В борьбе за трон — страница 34 из 80

Едва только все это маленькое общество собралось на берегу, как все вскочили на коней и быстрым карьером помчались прочь.

Как ликовало сердце Марии Стюарт, когда темные башни Инч-Магома стали скрываться вдали, и как жадно ее грудь вдыхала свежий воздух свободы! Когда же в ее душу прокрадывались опасения, то Дадли смехом разгонял заботы. О, если бы она могла знать, что этот самый Роберт Дадли станет когда-нибудь последней надеждой ее разбитого сердца, но уже не будет в силах спасти ее, как сегодня, что он станет причиной ненависти ее врага и убийцы, что он, любовник двух королев, предаст их обеих! О, если бы она могла знать, что готовит для нее в будущем судьба, так она не убежала бы из Инч-Магома, а может быть, и все-таки сбежала бы. Кто может знать это? Ведь Мария Стюарт была женщиной, а женщина охотно покупает себе час счастья ценою тысячи часов слез!..

За такой час и Мария Сейтон теперь заплатила бы несколькими годами своей жизни. Как сочилось кровью ее сердце, как бушевала страсть в ее груди, как боролась униженная гордость с тоской любви, когда она думала о том, что Роберт Говард даже не поздоровался с нею при ее высадке из лодки на берег! Он сидел верхом на коне, с опущенным забралом, неподвижный, вытянувшийся, словно бронзовая статуя, и казался лишь немым, холодным сторожем бегства. Едва только королева села на коня, как Сэррей повернул лошадь и поскакал вперед, и для нее, Марии Сейтон, у него не нашлось ни взгляда, ни слова, она была чужой ему.

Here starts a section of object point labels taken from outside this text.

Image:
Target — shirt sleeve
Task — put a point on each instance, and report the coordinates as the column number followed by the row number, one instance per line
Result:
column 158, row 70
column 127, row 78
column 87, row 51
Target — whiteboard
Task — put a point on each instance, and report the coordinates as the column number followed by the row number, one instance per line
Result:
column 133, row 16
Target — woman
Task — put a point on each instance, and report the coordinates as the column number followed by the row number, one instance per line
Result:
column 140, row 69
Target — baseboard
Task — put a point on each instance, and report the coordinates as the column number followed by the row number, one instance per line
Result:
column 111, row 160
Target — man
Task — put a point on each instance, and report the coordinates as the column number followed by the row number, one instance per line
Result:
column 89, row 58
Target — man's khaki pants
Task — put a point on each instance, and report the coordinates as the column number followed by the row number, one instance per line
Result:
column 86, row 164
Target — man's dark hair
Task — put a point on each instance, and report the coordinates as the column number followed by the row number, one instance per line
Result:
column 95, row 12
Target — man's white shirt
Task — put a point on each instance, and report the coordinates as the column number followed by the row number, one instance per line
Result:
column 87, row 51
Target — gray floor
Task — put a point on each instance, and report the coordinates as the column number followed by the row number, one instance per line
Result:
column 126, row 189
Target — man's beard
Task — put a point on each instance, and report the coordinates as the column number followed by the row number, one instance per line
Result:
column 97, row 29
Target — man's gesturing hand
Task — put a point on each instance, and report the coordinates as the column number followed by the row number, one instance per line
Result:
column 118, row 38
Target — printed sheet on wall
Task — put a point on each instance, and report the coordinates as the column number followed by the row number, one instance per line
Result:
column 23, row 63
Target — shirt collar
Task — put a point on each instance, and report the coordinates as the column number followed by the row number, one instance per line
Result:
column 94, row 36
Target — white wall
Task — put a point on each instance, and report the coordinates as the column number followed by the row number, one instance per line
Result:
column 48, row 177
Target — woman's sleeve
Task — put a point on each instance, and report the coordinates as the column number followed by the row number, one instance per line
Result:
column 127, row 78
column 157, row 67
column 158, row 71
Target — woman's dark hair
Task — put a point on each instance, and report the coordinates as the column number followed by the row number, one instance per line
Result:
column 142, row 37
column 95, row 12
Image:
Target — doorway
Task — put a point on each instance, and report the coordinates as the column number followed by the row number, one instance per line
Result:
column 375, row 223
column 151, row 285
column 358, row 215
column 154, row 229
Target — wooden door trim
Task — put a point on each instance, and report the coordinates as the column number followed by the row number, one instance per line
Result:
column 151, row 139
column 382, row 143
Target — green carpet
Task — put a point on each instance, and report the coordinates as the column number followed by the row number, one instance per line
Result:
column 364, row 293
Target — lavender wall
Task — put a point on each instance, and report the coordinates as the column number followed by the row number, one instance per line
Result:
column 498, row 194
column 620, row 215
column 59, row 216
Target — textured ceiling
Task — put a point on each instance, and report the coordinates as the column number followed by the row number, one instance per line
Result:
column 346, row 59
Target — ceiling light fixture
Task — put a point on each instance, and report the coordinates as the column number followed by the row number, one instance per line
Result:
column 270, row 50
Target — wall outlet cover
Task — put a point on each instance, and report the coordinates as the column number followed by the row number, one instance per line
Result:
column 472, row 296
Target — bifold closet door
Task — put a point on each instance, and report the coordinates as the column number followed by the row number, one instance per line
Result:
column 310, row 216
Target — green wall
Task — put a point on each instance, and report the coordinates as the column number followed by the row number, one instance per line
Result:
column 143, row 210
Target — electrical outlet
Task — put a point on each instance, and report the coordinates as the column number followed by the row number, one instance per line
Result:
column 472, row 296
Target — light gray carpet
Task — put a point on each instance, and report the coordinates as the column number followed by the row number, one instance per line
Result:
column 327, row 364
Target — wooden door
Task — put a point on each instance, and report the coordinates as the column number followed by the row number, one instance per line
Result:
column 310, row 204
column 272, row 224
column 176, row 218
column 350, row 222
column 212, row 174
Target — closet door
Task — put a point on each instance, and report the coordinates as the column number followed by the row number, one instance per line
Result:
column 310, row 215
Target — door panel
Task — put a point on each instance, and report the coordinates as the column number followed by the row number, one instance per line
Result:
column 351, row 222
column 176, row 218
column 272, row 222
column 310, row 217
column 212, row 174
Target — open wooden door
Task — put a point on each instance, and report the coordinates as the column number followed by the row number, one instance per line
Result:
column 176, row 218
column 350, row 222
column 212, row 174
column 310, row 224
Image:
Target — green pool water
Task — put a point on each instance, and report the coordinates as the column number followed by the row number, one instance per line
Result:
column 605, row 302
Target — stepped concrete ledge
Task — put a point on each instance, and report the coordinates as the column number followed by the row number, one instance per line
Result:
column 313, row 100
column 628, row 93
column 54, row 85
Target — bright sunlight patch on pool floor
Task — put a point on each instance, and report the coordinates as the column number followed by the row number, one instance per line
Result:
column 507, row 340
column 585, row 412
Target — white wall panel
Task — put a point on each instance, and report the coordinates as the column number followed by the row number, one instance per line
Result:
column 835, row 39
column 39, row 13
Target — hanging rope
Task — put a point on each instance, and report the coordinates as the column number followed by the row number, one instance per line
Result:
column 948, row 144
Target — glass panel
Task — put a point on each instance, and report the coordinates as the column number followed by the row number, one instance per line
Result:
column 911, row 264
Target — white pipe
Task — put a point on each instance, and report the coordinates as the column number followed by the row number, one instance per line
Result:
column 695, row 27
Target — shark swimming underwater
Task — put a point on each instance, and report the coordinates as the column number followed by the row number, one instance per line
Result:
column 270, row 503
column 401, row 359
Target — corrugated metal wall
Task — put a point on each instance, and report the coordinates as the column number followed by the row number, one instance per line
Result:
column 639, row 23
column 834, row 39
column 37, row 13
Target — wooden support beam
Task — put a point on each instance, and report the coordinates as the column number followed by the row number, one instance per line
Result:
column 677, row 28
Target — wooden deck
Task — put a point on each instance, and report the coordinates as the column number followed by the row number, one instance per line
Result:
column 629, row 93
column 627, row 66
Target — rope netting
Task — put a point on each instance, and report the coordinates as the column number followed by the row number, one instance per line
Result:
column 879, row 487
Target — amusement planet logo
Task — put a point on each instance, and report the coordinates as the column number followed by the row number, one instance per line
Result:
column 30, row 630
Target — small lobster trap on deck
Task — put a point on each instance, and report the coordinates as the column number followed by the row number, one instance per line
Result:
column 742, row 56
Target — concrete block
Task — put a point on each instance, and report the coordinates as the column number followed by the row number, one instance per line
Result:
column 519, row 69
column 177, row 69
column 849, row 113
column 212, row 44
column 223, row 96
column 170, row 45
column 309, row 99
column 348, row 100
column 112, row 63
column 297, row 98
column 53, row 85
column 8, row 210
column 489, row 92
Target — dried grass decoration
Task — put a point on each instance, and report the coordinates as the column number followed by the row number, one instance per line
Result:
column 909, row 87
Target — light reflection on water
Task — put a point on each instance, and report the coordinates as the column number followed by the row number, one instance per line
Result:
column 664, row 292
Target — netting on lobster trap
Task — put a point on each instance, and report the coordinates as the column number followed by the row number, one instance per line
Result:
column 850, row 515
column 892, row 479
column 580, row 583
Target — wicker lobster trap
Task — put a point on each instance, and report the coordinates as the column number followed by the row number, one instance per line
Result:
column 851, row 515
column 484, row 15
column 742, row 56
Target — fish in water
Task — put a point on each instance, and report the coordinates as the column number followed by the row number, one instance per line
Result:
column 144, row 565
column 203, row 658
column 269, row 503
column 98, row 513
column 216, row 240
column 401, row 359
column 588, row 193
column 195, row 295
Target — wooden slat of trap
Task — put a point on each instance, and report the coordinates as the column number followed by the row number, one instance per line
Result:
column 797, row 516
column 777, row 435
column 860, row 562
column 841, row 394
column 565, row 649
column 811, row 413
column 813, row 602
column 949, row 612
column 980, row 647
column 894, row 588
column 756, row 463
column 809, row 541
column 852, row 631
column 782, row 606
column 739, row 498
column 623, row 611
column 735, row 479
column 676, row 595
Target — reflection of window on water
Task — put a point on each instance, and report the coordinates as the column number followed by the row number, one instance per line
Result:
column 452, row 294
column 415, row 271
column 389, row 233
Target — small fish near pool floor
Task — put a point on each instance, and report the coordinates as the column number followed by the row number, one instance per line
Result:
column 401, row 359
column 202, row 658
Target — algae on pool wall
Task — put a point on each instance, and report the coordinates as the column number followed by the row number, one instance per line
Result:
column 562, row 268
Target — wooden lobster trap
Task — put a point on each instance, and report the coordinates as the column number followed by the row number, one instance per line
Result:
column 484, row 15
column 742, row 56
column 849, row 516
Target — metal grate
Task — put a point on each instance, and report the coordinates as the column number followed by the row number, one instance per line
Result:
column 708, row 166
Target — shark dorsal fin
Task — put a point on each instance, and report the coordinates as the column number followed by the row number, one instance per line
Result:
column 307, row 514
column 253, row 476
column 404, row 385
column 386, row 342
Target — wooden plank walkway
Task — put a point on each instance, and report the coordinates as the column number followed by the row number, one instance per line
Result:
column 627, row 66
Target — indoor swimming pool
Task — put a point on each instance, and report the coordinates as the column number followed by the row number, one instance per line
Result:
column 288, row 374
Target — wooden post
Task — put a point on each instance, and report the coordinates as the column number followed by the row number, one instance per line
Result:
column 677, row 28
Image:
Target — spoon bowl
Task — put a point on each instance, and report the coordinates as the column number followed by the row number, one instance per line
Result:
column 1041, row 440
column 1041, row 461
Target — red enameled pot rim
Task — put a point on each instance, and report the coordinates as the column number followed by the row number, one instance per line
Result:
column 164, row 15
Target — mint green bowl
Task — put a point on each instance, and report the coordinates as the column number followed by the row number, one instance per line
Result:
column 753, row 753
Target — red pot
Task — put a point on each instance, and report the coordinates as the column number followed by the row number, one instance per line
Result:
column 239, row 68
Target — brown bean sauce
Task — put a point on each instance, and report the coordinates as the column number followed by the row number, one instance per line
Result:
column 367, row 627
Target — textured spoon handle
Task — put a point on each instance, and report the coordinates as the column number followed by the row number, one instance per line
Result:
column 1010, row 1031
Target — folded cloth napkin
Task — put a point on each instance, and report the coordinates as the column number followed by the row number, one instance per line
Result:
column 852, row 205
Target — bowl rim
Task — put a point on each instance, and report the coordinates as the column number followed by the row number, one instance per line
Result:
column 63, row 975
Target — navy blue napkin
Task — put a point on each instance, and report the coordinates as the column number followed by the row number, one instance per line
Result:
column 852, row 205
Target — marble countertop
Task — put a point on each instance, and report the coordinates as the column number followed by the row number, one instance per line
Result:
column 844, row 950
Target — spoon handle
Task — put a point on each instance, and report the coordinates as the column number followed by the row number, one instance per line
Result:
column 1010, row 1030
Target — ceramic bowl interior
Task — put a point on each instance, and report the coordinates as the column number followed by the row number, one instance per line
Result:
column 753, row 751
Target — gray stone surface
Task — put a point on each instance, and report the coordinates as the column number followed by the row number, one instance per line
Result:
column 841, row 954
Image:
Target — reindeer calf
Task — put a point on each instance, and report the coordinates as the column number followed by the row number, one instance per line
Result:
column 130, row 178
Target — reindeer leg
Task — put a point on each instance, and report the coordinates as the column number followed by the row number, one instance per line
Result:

Это было не ненавистью, а презрением. Мария еще перенесла бы ненависть, но презрение разрывало ей сердце и заставляло лицо гореть пламенем стыда. Однако как растаял тот панцирь, которым она оградилась против него, когда он сегодня опустился на колени пред королевой и с теплотой благородного сердца, со страстью и воодушевлением говорил о своей преданности ей! Это было воплощение ее грез, это был тот человек, на груди которого она могла бы с рыданием и радостью воскликнуть: «Я люблю»…

Ночной ветер гнал по полям холодные туманы, но у Марии кровь огненным ключом стремилась по жилам.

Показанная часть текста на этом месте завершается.